We will use a kata like version of a basic Aikido technique as our physical reference.
Before we begin to work with the unit, let’s bow in and start with misogi breathing a good full warm-up.
A tip on the misogi breathing is to visualize your breath going out to the ends of the universe and bringing back life affirming energies that fill your system from all corners of creation.
Fullness of the Unit
We will use the basic Aikido technique morote-dori kokyu nage as our practice technique.
- Let’s begin with two rounds of morote-dori kokyu nage. As we do it try and remember your experience so we can refer back to it as our practice progresses.
- Feedback on the first round of practice.
Now we will work on each count of the energies of this unit- morote-dori kokyu nage-in turn to directly experience what each adds to create the fullness of the unit.
At each point there is a sense in which you become a different person, there is a shift in identity as we quoted Nadeau Sensei in the previous classes.
- As we do the morote-dori kokyu nage practice, ask the question what is your idea of the technique? This is a way to get in touch with count 1 of this unit. A moment or two of full presence will usually bring in a sense of what count 1 or the idea energy of this unit is.
- How did the focus on count 1, the idea of the technique change your experience?
- Let’s move on to the second count of this unit which is the structure. As we do the morote-dori kokyu nage practice, ask the what is your experience of the structure of the technique? This is a way to get in touch with count 2 of this unit. A moment or two of full presence will usually bring in a sense of what count 2 or the structure energy of this unit is.
- How did the focus on count 2, the structure of the technique change your experience?
- Now working on the third count of this unit which is the intuitive. As we do the morote-dori kokyu nage practice, ask the question what is your experience of the intuitive energy of the technique? This is a way to get in touch with count 3 of this unit. A moment or two of full presence will usually bring in a sense of what count 3 or the intuitive energy of this unit is.

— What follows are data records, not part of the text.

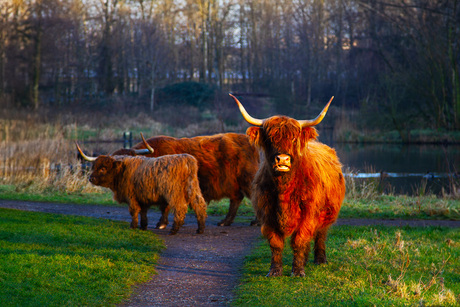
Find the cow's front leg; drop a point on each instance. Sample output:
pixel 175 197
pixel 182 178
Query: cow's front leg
pixel 320 246
pixel 276 243
pixel 179 217
pixel 235 203
pixel 144 220
pixel 163 222
pixel 300 248
pixel 134 210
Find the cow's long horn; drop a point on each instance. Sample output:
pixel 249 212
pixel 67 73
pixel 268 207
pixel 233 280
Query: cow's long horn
pixel 90 159
pixel 146 151
pixel 247 117
pixel 318 119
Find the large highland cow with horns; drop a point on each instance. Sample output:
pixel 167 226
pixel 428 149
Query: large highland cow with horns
pixel 298 189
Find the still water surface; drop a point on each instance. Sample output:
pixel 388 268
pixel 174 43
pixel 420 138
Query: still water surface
pixel 406 168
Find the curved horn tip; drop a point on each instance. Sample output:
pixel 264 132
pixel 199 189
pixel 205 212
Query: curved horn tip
pixel 147 145
pixel 89 159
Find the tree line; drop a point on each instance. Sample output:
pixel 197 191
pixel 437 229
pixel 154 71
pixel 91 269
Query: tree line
pixel 395 58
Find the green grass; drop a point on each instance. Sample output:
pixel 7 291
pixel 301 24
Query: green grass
pixel 380 207
pixel 11 192
pixel 378 266
pixel 55 260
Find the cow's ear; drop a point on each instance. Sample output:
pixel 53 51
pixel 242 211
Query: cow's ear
pixel 254 135
pixel 308 134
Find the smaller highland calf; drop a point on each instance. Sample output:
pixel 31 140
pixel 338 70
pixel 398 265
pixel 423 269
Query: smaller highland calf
pixel 170 182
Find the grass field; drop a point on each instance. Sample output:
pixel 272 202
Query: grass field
pixel 368 266
pixel 56 260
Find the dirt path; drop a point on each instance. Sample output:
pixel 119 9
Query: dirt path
pixel 194 270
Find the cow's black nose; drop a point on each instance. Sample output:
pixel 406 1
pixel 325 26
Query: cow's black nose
pixel 283 159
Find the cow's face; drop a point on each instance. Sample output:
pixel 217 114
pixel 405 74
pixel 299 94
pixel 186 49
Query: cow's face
pixel 283 141
pixel 105 169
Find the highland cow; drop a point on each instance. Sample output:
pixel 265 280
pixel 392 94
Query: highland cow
pixel 298 189
pixel 227 164
pixel 169 182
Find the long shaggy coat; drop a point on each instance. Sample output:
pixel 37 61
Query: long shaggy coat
pixel 170 182
pixel 227 164
pixel 302 202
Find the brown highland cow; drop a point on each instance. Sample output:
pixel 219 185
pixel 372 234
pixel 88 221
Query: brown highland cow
pixel 169 182
pixel 227 164
pixel 298 189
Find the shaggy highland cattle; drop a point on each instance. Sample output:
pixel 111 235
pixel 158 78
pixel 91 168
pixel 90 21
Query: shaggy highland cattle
pixel 170 182
pixel 298 189
pixel 227 164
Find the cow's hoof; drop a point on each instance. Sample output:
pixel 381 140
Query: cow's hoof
pixel 298 273
pixel 275 272
pixel 320 261
pixel 173 231
pixel 224 223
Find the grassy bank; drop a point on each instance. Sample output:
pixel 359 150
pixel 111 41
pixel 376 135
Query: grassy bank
pixel 55 260
pixel 376 207
pixel 375 266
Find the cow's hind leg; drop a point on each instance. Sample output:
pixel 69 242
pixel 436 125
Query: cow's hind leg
pixel 144 220
pixel 134 210
pixel 199 206
pixel 276 243
pixel 300 247
pixel 163 222
pixel 320 246
pixel 235 202
pixel 179 217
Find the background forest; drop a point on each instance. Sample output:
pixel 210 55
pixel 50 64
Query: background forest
pixel 391 65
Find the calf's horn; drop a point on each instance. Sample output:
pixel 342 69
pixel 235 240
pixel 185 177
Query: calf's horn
pixel 318 119
pixel 145 151
pixel 247 117
pixel 90 159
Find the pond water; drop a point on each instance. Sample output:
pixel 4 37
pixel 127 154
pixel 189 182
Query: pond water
pixel 405 168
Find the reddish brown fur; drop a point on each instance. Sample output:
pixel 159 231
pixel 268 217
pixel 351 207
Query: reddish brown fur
pixel 303 202
pixel 168 182
pixel 227 164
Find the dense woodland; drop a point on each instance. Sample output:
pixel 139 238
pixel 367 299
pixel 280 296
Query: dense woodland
pixel 394 61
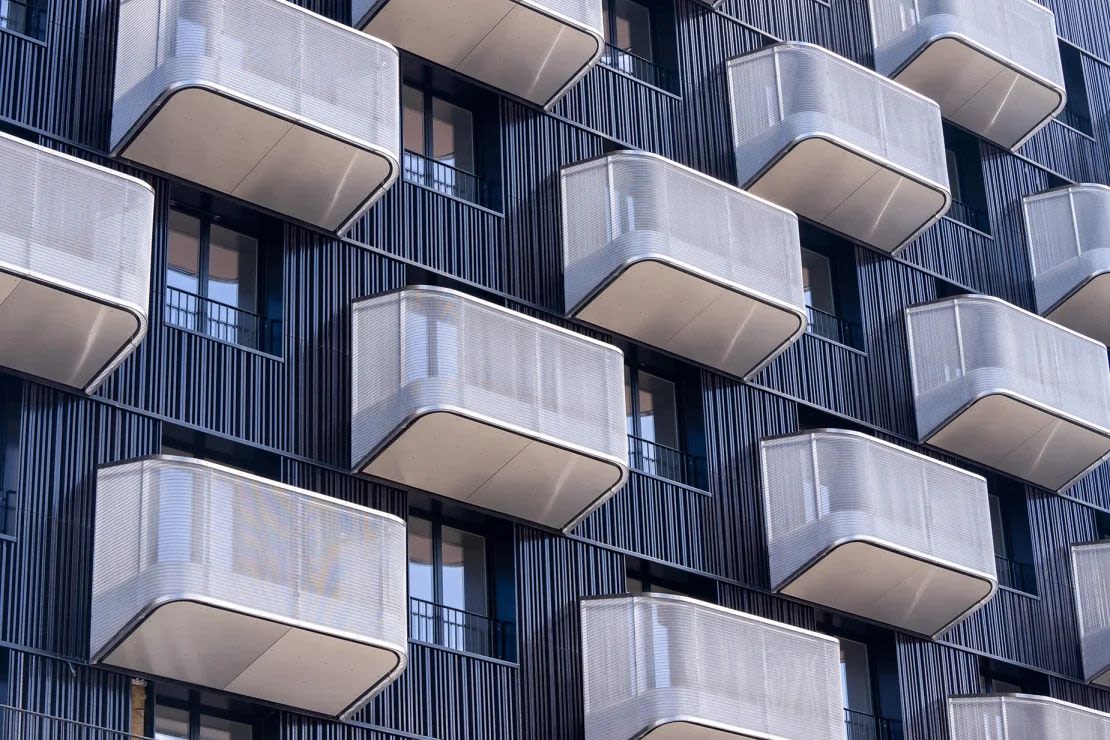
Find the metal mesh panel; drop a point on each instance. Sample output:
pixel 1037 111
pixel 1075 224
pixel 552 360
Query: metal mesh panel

- How did the focus on count 3, the intuitive energy of the technique change your experience?
- Let’s move on to the fourth count of this unit which is the unifying energy. As we do the morote-dori kokyu nage practice, ask the question what is your experience of the unifying energy of the technique? This is a way to get in touch with count 4 of this unit. A moment or two of full presence will usually bring in a sense of what count 4 or the unifying energy of this unit is.
- How did the focus on count 4, the unifying energy of the technique change your experience?
- There are milestones of fullness in units moving to a deeper level of consciousness with which we can then identify as our center of gravity just as we experienced with the I. Nadeau Sensei uses the analogy of starting out as tourist in a new place; then becoming a resident and then a citizen. Let’s go through one more round with morote-dori kokyu nage practice as our reference, and visualize instead of being held by a regular size person we are being held by a giant. Allow a moment for the energies of the unit to adjust. This will often create a disruption through which we must relax and open to the larger version of the energies of the unit.
- Repeat morote-dori kokyu nage. How did working with the technique with a giant as a partner change your experience?
In this class we began working with the experience of the unit. This included identifying and experiencing, at a working level, the four basic energies that make up the unit and what they each contribute to a fuller experience and improved performance. We then made one shift in dimensions and worked with the energies of the unit at that level.
Practice before next class
Pick a unit of your choice and work with the four counts of that unit and make one dimensional shift.
Vibration and Connection The Aikido That I Pursue Seishiro Endo (pg. 141).